While there are few companies that have the resources to thoroughly develop biopesticides (e.g. Bayer-Monsanto, BASF, Corteva, etc.), there is no shortage of companies with such an intent. The challenge for the latter group is that product development thoroughness- based on current expectations- comes with a big price tag. The alternative is to network core competencies for product development to piece meal a product offering. A hypothetical example of this is engaging the screening capabilities of Company A with the manufacturing capabilities of Company B and the field development capabilities of Company C to develop a new product that is sold through company D’s retail reach.
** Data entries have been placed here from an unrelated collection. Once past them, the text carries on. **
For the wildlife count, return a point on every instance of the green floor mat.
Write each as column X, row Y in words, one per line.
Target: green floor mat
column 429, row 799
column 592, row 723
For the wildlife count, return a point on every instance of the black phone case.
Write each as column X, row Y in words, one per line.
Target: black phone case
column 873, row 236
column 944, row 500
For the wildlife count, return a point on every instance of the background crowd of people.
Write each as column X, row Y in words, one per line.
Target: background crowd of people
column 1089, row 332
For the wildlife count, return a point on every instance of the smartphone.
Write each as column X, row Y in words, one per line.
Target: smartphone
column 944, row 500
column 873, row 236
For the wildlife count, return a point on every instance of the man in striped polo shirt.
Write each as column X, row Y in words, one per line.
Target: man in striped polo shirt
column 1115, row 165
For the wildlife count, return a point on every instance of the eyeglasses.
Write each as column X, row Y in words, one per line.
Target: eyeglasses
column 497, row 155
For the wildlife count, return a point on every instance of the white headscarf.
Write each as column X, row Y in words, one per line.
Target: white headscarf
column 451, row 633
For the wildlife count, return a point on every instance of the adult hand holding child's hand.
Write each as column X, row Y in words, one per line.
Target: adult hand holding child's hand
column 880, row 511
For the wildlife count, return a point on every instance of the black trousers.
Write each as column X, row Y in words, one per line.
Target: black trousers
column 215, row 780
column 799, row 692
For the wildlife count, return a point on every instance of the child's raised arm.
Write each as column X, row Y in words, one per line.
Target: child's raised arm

The final component of this alternative model is to educate consumers on expectations of such products. This would involve disclosing to consumers that they are being presented with products that are still being characterized by the time they enter the market. This would also require a willingness on the consumer’s part to send feedback through the value chain for continued product characterization.
Conclusion
Such a solution can potentially be challenged by disputes over rights to intellectual property, contract negotiations, etc., but it represents an alternative approach to developing products that face adoption challenges in the current paradigm. Such risks can easily be justified by enabling companies to better focus on their core competencies, decreased development cost burden on each collaborator and increase of biopesticide solutions to consumers. It is incumbent upon agribusiness leaders to try an outside-of-the-box approach to raise the quality level and rate of adoption of biopesticides if we are to continue experiencing the type of growth this segment has recently enjoyed.
FOOTNOTES
A: Program payments refers to the money paid by suppliers to distributors for meeting sales goals.
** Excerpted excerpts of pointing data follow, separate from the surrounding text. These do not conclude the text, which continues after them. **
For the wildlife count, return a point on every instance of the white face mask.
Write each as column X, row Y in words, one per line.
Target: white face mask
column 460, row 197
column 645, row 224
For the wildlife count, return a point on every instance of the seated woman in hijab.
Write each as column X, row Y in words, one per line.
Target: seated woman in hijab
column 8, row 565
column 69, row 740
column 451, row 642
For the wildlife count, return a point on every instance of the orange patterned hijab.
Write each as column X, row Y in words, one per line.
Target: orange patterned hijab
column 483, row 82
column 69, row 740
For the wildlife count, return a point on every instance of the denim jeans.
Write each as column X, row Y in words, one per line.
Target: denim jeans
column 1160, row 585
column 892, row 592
B: It has been my experience that the biopesticides do not require efficacy data for every crop on the label.
REFERENCES
1 Global Pesticides Market, By Type (Synthetic Pesticides and Bio pesticides), By Application (Cereals, Fruits, Plantation Crops, Vegetables, etc.), By Formulation (Dry Formulation & Liquid formulation), By Region, Competition Forecast and Opportunities, 2013-2023. Retrieved from
2 (2017, September). Biopesticides Market (Product - Bioinsecticides, Biofungicides, Bioherbicides, Bionematicides, and PIP; Application - Cereals and Grains, Oilseeds and Pulses, Fruits and Vegetables, Nurseries, and Turf) - Global Industry Analysis, Size, Share, Volume, Growth, Trends, and Forecast 2017 - 2025. Retrieved from https://www.transparencymarketresearch.com/pressrelease/biopesticides-market.htm
5 Hargadon, Andrew. How Breakthroughs Happen: The Surprising Truth about How Companies Innovate. Harvard Business School Press, 2003.